Inarix est une start-up parisienne de l’Agtech créée en 2018, qui développe une application d’analyse des céréales (blé et orge) par reconnaissance d'image. Elle annonce aujourd’hui lever 3,1 millions d’euros en amorçage pour étendre sa technologie à d’autres cultures et la déployer sur le marché américain.

Le tour de table est composé de fonds de capital-risque internationaux comme Ankaa ventures, Label Investment ou encore Newfund, ainsi que du business angel français Francis Nappez, ancien directeur technique de Blablacar.

Le contrôle qualité est réalisé à partir d’une simple photo

Lors de la moisson, l’incontournable contrôle qualité des cultures était historiquement réalisé par l’œil avisé (mais pas irréprochable) des agriculteurs. Il est aujourd’hui principalement effectué par des machines, ce qui nécessite qu’un échantillon y soit transféré pour être analysé.

La technologie développée par Inarix simplifie les choses en contrôlant la qualité de la céréale par le biais d’une application mobile. Elle permet "d'obtenir des résultats instantanément, en déplacement, et sans avoir à utiliser de machines volumineuses et complexes", explique le fondateur et PDG d'Inarix, Pierre Chapelle. "Ce que nous faisons, c'est transformer votre smartphone en un laboratoire de poche", poursuit-il.

L’utilisateur se contente de prendre une photo du blé ou de l’orge avec son smartphone et l’application mesure la composition variétale de la récolte, et ce de manière assez précise (exemple : 89% Faro, 230/258 grains ; 11% variétés mixtes).

Composition, taux d’impuretés, de protéines et pourcentage de grains cassés

L’application indique par ailleurs le taux d’impuretés, le pourcentage de grains cassés et le taux de protéine. Il s’agit de critères primordiaux pour les filières d’orges de brasserie et pour les blés meuniers dans le cadre de contrats filières.
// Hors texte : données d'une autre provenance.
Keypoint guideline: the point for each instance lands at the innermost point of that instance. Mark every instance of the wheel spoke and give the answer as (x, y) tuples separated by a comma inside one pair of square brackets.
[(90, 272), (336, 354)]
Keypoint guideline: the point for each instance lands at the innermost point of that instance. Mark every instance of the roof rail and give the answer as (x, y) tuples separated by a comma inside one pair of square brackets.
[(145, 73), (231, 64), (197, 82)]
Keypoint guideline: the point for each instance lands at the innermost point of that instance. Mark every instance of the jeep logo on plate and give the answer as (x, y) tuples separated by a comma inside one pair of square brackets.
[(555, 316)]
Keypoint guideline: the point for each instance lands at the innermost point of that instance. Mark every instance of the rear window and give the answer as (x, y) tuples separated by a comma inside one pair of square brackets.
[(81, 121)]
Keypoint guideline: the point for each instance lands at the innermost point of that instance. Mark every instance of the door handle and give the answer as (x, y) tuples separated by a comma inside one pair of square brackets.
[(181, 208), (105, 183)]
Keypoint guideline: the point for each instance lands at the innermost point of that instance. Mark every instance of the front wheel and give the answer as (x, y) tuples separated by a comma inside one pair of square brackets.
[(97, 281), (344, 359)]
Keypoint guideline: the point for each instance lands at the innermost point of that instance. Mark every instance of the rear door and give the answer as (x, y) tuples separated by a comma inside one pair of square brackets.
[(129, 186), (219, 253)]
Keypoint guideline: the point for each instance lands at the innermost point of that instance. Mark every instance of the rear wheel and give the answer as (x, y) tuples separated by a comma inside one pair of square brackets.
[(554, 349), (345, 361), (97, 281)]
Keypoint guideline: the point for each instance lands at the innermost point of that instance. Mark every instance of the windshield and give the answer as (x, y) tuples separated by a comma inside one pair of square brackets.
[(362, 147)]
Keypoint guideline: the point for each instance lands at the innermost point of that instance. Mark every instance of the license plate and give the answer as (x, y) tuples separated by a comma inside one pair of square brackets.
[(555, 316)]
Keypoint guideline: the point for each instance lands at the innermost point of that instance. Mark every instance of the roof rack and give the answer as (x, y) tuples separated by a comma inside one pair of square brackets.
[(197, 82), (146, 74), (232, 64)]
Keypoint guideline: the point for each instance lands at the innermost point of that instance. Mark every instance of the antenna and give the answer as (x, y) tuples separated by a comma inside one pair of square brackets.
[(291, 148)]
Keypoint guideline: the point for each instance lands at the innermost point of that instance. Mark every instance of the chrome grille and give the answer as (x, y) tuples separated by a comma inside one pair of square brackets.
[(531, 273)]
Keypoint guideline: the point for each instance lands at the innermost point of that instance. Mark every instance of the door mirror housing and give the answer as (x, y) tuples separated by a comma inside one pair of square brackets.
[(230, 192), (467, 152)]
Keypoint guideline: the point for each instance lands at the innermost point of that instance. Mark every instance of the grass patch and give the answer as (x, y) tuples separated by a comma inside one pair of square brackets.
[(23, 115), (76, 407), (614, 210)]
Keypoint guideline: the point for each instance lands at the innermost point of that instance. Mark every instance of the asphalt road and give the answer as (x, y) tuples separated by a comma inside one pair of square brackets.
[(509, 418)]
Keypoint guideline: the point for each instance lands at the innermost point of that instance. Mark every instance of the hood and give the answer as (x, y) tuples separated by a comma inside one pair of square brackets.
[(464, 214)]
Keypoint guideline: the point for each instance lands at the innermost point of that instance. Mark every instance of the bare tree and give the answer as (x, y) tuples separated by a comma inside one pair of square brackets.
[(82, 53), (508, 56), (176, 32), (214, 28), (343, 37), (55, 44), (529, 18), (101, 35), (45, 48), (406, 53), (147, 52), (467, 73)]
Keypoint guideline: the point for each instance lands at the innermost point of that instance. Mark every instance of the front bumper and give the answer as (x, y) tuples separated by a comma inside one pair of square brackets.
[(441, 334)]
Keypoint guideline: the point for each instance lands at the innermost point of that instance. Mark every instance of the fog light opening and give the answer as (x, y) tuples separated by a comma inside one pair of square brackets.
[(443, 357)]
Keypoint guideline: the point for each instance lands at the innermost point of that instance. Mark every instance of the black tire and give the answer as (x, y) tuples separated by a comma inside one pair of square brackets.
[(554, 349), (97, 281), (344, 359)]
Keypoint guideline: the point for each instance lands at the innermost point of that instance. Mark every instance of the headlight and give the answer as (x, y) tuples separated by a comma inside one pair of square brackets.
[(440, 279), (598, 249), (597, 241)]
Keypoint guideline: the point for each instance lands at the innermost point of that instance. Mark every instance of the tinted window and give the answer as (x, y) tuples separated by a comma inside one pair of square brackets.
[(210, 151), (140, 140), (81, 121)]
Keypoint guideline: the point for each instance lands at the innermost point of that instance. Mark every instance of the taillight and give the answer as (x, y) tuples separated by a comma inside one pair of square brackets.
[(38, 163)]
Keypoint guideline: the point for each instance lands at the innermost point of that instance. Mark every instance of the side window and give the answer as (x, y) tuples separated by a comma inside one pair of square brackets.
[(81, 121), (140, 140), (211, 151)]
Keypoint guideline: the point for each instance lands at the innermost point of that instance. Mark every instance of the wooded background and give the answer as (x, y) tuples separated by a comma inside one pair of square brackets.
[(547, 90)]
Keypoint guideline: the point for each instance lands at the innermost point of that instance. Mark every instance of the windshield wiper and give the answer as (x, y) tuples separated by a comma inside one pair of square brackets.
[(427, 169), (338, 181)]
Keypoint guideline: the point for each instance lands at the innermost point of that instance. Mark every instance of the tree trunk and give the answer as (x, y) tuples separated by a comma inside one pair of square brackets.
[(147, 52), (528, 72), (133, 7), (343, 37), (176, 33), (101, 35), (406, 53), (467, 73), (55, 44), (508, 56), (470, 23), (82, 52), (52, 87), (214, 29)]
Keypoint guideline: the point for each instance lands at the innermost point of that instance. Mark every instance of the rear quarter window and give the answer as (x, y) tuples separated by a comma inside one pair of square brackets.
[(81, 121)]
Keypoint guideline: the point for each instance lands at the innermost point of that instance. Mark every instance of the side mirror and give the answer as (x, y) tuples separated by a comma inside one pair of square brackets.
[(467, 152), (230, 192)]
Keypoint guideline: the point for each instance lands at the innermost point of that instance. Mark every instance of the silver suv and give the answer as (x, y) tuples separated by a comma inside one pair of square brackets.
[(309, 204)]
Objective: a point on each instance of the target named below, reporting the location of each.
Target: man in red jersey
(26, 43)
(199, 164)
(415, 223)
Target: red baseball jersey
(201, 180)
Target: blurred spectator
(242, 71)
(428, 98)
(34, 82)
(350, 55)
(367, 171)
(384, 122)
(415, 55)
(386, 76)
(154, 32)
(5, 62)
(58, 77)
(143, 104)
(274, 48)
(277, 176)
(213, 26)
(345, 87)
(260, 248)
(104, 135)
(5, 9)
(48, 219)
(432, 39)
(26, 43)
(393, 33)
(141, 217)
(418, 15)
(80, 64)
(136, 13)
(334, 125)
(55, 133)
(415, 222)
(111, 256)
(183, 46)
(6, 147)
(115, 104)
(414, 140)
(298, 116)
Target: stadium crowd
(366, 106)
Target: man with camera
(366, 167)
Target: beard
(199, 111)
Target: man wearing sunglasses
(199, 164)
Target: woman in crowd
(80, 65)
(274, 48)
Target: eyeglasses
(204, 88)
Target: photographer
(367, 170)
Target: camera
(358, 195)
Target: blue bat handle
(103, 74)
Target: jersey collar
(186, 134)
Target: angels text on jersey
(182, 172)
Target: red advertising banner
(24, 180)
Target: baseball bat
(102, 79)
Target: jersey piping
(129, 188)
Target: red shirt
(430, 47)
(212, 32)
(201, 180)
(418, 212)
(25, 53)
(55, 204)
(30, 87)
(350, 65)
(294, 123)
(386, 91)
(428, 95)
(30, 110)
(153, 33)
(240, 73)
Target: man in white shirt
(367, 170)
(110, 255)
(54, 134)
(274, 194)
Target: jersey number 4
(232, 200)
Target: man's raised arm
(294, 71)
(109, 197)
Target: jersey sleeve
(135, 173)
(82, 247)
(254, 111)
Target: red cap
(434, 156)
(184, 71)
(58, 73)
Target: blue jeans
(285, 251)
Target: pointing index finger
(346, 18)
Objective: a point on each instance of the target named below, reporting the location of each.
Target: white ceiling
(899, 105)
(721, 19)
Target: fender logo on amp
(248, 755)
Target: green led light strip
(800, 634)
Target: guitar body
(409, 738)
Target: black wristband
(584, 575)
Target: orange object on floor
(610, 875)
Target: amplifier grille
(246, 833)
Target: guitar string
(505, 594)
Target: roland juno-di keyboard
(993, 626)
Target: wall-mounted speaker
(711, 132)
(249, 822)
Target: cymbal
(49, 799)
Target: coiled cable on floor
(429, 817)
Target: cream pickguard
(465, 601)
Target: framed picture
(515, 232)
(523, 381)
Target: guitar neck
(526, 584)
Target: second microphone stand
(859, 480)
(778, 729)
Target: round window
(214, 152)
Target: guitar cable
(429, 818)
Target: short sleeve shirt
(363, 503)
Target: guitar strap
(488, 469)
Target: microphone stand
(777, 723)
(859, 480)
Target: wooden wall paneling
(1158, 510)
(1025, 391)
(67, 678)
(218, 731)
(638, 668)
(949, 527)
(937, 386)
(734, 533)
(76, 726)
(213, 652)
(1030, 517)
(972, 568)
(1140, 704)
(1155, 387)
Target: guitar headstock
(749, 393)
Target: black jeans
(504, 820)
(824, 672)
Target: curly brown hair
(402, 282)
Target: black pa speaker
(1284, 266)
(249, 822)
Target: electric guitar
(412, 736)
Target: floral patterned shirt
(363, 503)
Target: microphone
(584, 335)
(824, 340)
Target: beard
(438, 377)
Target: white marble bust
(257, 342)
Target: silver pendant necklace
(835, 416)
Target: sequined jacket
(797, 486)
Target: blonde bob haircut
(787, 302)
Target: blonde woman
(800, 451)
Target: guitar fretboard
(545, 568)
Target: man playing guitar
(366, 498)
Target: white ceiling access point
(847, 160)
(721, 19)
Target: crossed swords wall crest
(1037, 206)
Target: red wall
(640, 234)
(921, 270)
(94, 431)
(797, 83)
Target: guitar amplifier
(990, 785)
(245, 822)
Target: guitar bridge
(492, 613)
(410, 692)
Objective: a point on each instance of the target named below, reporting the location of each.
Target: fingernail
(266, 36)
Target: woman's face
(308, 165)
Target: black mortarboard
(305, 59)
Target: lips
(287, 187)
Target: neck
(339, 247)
C’est un outil d’aide à la décision qui permet de déterminer si le seuil du mélange est commercialement acceptable et de faire les bons allotements pour éviter la pollution des cellules de stockage. L’application ne donne pas de conseil sur les choix à effectuer, elle se contente d’indiquer les mesures précédemment citées et laisse l’agriculture arbitrer.

Pour l’heure, l'entreprise compte 400 utilisateurs en France dans l’industrie céréalière. Cette levée de fonds doit permettre à la start-up de renforcer ses équipes pour développer sa technologie, et notamment d'étendre ses capacités de contrôle à des cultures telles que le cacao, le café, le maïs et le soja, et ce "durant les six à douze prochains mois". L’ambition sous-jacente est l'expansion d'Inarix sur le marché américain, où le maïs et le soja constituent les principales cultures.